'There's no such thing as bad publicity' P.T. Barnum once said. However, in practice, this doesn't hold true for businesses. A poor reputation not only attracts the attention of regulators, but consumers are also becoming increasingly aware of a company's reputation. Reputation damage often does more harm than good. So, how do you ensure that your company doesn't become a headline?
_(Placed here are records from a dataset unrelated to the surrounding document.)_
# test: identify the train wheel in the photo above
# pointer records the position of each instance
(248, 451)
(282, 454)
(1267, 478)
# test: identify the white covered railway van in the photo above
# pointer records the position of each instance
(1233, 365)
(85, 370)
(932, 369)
Thanks to the advent of social media and 24/7 news coverage, companies are increasingly under a magnifying glass. As soon as a major company makes a misstep, it's likely to make the news. Think of Volkswagen's emissions scandal, Wells Fargo paying millions to the U.S. government over unauthorized accounts, and the list goes on. Unfortunately, you can't always prevent a company from making a mistake, but errors don't always have to result in reputation damage.
Start at the source
Take a close look at your company. How is the company doing? Are you in compliance with local and international regulations (such as AML, local anti-money laundering laws)? Reputation damage often begins from within the organization. Not only laws but also codes of conduct are essential for preventing reputation damage. It's important to maintain a good overview of these. While codes of conduct often fall under HR and are relatively easy to establish, laws and regulations can unintentionally span multiple departments. Additionally, laws are often not written in simple language.
Ideally, the responsibility for legal and regulatory compliance lies with a compliance or legal department, but in practice, every department shares some responsibility. Think about how marketing handles personal data, how sales deals with quotes, and so on. This can make it difficult for the legal/compliance department to monitor compliance effectively. Centralizing all data in one place and regularly cleaning and checking it for accuracy can be of great help.
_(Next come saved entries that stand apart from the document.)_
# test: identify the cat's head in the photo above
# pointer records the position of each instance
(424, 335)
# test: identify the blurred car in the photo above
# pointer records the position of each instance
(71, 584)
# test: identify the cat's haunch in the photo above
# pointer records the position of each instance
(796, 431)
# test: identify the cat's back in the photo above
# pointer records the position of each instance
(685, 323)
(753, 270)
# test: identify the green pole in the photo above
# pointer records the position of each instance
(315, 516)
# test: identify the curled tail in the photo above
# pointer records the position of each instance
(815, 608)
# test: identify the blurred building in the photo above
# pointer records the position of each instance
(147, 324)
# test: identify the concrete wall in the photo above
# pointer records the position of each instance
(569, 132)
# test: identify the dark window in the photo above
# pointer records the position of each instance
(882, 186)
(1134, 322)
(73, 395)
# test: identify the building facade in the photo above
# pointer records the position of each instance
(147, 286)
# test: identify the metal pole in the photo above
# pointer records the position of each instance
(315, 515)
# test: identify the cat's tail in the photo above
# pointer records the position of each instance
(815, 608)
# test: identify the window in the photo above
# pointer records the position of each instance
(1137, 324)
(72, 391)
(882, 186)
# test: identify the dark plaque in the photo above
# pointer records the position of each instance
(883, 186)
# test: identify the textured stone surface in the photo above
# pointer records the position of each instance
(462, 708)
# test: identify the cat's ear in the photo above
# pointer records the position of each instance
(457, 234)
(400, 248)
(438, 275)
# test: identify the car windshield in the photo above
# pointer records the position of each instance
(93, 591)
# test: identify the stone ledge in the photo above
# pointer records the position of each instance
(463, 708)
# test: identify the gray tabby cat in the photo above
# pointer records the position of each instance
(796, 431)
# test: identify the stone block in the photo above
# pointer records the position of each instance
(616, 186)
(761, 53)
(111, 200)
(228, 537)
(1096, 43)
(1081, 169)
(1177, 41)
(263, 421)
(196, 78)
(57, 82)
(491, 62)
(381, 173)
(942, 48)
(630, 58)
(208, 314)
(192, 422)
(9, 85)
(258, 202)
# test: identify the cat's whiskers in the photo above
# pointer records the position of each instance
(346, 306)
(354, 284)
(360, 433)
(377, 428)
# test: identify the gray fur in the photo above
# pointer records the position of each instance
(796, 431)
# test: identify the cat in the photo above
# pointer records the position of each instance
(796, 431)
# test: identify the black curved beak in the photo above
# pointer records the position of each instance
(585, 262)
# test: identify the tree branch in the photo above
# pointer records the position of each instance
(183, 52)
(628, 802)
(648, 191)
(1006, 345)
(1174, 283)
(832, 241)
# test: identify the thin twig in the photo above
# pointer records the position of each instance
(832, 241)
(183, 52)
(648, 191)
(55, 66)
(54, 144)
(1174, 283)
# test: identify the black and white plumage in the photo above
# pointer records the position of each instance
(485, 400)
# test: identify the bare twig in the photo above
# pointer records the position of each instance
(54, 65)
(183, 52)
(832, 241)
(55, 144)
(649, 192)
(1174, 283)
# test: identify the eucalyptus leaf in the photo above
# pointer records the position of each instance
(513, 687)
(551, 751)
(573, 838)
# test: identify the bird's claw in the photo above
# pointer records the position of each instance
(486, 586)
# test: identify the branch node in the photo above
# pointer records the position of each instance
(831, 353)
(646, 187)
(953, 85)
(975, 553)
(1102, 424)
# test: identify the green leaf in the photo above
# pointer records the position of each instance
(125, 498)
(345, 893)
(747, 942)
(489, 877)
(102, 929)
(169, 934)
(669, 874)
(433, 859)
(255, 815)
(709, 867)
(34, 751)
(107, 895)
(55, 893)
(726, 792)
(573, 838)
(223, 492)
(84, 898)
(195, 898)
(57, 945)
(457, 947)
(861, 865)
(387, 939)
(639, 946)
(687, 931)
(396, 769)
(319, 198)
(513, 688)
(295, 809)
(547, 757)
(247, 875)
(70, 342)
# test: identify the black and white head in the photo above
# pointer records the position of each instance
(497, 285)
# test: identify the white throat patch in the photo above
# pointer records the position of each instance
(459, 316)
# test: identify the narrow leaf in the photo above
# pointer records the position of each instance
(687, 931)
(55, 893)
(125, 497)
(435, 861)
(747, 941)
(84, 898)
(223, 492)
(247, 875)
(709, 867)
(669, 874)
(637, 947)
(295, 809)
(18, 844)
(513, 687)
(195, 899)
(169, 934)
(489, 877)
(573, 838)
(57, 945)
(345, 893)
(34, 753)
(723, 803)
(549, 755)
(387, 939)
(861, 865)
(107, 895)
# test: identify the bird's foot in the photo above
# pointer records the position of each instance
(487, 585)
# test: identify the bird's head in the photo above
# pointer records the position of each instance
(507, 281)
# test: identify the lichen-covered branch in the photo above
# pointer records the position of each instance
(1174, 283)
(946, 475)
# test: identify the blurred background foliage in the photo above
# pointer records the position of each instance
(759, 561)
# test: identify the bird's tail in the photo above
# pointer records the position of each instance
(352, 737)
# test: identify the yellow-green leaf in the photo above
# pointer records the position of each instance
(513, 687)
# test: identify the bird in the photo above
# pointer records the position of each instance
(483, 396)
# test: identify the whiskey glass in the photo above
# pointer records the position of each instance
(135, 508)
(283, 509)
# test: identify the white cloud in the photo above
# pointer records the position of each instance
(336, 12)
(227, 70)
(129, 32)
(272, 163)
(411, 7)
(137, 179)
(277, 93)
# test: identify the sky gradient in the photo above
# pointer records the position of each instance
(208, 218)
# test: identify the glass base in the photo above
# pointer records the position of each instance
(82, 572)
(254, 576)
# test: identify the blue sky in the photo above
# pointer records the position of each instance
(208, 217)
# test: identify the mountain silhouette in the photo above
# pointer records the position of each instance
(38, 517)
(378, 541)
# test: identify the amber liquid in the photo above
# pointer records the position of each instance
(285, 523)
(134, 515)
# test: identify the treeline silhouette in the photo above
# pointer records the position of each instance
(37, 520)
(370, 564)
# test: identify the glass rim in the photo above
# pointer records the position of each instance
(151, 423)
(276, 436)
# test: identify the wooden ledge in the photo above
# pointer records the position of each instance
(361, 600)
Reputations of customers and suppliers
Businesses often rely on other companies, such as suppliers or major clients. When you collaborate closely with these companies, it's a good idea to screen them (customer due diligence). This way, you can check whether these companies are sanctioned or if there are any other peculiarities. Do this not only with new suppliers/clients but also with companies you're already working with. Afterward, you can decide to what extent the screening results might impact your reputation.
A human is (not) a business
When you collaborate with businesses, you are working with people. It's not only a company that can jeopardize your reputation; an individual can also cause a company's reputation to take a hit. People who have an influence on your reputation include the ultimate beneficial owner (UBO) or a PEP. PEP stands for Politically Exposed Personthese are individuals who hold a prominent public position. PEPs generally pose a higher risk when it comes to involvement in bribery and corruption due to their roles. This can include members of a political party's leadership, as well as military commanders. Therefore, it's wise to have a screeningtool that not only screens a company, but also screens UBOs and PEPs.
If, despite your best intentions, something goes wrong, it's especially important to be open, transparent, and approachable. Be proactive when it comes to communicating about the issue, so you can maintain control of the narrative and show that you are taking the problem seriously. Resolve the issue as quickly as possible and clearly state what you will do in the future to prevent a recurrence. This way, you can slowly rebuild trust and minimize the risk of reputation damage.
To prevent and manage reputation damage, internal compliance with laws and codes of conduct is crucial. Since the responsibility for complying with laws often unintentionally spreads throughout the company, central data storage and regular checks are important. Additionally, screening both new and existing customers, suppliers, UBOs, and PEPs, an external tool can take over this process entirely. Still made a mistake? Be open, transparent, and proactive in communication to restore trust. In summary, maintaining a good reputation requires ongoing care and attention.